Please follow the official link for setting up the environment.
- 🔥 Latest News
- 📀 Installation
- 🚀 Running the Code
- 📊 Quantitative Comparison
- ⚡ Scale to Multi-GPU
- 📝 To-Do List
🔔 Latest News
• If you like our project, please give us a star ⭐ on GitHub for the latest update.
• [2025/04/04] 🎉 Submitted to arXiv for review.
• [2025/04/04] 🔥 Released open-source code for the latest model.
Follow the official HunyuanVideo and WAN 2.1 environment setup guide.
pip install -r requirements.txt
cd HunyuanVideo
python3 sample_video.py \
--video-size 360 720 \
--video-length 129 \
--infer-steps 50 \
--prompt "cat walk on grass" \
--flow-reverse \
--use-cpu-offload \
--save-path ./results \
--seed 42 \
--model-base "ckpts" \
--dit-weight "ckpts/hunyuan-video-t2v-720p/transformers/mp_rank_00_model_states.pt" \
--delta_cache
cd Wan2.1
python generate.py \
--task t2v-14B \
--size 832*480 \
--frame_num 81 \
--prompt "Two anthropomorphic cats in comfy boxing gear and bright gloves fight intensely on a spotlighted stage." \
--delta_cache
Method | VBench ↑ | LPIPS ↓ | PSNR ↑ | SSIM ↑ | FID ↓ | Latency (ms) ↓ | Speedup ↑ |
---|---|---|---|---|---|---|---|
HunyuanVideo (720P, 129 frames) | 0.7703 | -- | -- | -- | -- | 1745 | -- |
TeaCache (slow) Tea | 0.7700 | 0.1720 | 21.91 | 0.7456 | 77.67 | 1052 | 1.66× |
TeaCache (fast) Tea | 0.7677 | 0.1830 | 21.60 | 0.7323 | 83.85 | 753 | 2.31× |
Ours (HunyuanVideo) | 0.7642 | 0.1203 | 26.44 | 0.8445 | 41.10 | 932 | 1.87× |
Method | VBench ↑ | LPIPS ↓ | PSNR ↑ | SSIM ↑ | FID ↓ | Latency (ms) ↓ | Speedup ↑ |
---|---|---|---|---|---|---|---|
Wan2.1 (480P, 81 frames) | 0.7582 | -- | -- | -- | -- | 497 | -- |
TeaCache (0.2thres) Tea | 0.7604 | 0.2913 | 16.17 | 0.5685 | 117.61 | 249 | 2.00× |
Ours (Wan2.1) | 0.7615 | 0.1256 | 22.02 | 0.7899 | 62.56 | 247 | 2.01× |
Tables: Quantitative comparison with prior methods under HunyuanVideo and Wan2.1 baselines.
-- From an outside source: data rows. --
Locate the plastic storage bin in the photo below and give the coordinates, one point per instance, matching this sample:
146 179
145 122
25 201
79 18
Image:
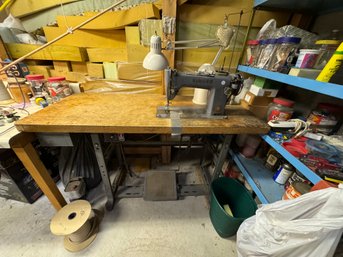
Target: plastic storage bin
229 191
285 47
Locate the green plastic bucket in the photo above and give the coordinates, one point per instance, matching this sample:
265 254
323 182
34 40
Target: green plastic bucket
229 191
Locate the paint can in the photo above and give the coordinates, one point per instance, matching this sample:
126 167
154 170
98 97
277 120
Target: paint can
295 190
283 173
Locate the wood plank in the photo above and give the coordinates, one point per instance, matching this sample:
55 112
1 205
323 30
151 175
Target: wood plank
107 54
136 87
79 67
110 70
87 38
132 113
136 53
21 145
112 20
40 69
132 35
212 14
95 70
20 8
135 71
76 76
53 52
60 66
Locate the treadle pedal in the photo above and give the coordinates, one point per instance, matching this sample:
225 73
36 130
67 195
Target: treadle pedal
160 186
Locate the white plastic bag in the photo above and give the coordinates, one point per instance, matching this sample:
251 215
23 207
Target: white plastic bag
308 226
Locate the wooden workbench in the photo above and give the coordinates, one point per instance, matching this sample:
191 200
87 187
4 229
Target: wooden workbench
116 113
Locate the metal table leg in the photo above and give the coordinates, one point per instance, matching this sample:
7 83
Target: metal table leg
222 156
103 170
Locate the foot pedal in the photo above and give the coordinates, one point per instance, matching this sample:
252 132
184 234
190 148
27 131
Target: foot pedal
160 186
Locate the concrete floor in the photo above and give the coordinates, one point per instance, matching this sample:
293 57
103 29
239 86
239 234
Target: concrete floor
133 228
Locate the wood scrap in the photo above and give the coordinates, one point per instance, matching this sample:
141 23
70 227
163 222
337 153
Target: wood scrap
135 71
87 38
53 52
107 54
112 20
79 67
20 8
95 70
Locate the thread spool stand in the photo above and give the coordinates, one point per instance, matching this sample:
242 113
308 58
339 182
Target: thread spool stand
77 223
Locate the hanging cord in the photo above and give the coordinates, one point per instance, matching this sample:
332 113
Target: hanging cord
234 44
62 36
65 18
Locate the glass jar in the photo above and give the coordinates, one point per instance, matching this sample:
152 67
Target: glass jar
58 88
252 49
326 50
280 109
267 53
285 50
38 85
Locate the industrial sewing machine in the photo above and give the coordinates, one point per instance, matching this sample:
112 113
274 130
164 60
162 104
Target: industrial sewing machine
221 86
🔺 Higher is better for VBench, PSNR, SSIM, and Speedup.
🔻 Lower is better for LPIPS, FID, and Latency.
Our method efficiently scales across multiple GPUs to accelerate inference and training.
By leveraging model parallelism, NCCL communication, and optimized memory management, we achieve significant speedup without compromising quality.
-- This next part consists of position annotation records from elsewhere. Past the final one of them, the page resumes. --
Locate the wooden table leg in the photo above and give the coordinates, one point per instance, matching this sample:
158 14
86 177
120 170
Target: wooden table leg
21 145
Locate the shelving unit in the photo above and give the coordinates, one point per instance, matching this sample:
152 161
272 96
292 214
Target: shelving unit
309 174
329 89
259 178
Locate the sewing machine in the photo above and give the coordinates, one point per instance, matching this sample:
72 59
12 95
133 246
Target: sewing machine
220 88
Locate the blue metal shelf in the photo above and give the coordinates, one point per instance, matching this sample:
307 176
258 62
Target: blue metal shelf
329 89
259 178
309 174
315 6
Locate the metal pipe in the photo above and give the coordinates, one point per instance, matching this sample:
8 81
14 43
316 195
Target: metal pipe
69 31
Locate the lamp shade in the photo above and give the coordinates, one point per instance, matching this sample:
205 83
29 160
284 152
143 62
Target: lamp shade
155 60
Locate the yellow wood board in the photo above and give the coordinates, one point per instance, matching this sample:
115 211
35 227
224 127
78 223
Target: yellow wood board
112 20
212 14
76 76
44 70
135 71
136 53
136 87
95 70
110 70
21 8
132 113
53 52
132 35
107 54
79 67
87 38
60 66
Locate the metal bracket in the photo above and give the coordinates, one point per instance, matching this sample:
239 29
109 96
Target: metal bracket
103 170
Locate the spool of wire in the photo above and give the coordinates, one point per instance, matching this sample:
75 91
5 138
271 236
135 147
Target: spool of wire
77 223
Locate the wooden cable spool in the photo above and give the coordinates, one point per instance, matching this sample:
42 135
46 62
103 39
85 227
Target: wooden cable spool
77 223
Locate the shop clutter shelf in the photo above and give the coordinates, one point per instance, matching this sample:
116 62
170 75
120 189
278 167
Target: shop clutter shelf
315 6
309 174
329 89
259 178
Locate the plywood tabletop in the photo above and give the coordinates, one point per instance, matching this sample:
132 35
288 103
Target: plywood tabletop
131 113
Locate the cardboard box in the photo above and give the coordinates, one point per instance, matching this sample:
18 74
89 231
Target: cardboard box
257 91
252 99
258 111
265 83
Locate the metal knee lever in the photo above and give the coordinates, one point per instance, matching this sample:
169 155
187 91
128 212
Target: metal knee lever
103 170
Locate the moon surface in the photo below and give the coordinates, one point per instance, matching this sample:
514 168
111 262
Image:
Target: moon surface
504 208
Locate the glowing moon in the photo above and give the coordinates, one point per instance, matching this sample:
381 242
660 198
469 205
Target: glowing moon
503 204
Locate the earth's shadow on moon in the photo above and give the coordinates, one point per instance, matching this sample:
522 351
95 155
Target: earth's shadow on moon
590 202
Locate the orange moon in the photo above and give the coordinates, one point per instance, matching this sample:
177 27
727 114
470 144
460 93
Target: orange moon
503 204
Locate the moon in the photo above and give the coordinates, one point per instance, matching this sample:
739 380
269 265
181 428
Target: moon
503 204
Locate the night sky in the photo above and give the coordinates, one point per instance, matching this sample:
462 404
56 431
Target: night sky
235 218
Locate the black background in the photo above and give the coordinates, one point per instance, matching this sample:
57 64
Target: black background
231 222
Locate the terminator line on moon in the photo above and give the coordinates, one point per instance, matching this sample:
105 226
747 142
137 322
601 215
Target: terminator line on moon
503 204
- Increased Throughput 🚀: Distributes computation across multiple GPUs to process more frames in parallel.
- Optimized Memory Usage 🔧: Dynamically allocates memory to prevent bottlenecks.
- Flexible Deployment 💡: Works seamlessly on both single-node and distributed setups.
- NCCL Optimization 🔄: Uses efficient GPU-GPU communication to minimize overhead.
For detailed setup and configurations, please refer to our Multi-GPU Guide. 🚀
- OpenSora2 🏗️ (Upcoming Support)
- Optimize Caching for CogVideoX ⚙️
@misc{ma2025modelrevealscacheprofilingbased,
title={Model Reveals What to Cache: Profiling-Based Feature Reuse for Video Diffusion Models},
author={Xuran Ma and Yexin Liu and Yaofu Liu and Xianfeng Wu and Mingzhe Zheng and Zihao Wang and Ser-Nam Lim and Harry Yang},
year={2025},
eprint={2504.03140},
archivePrefix={arXiv},
primaryClass={cs.CV},
url={https://arxiv.org/abs/2504.03140},
}
This project is licensed under the Apache 2.0 License.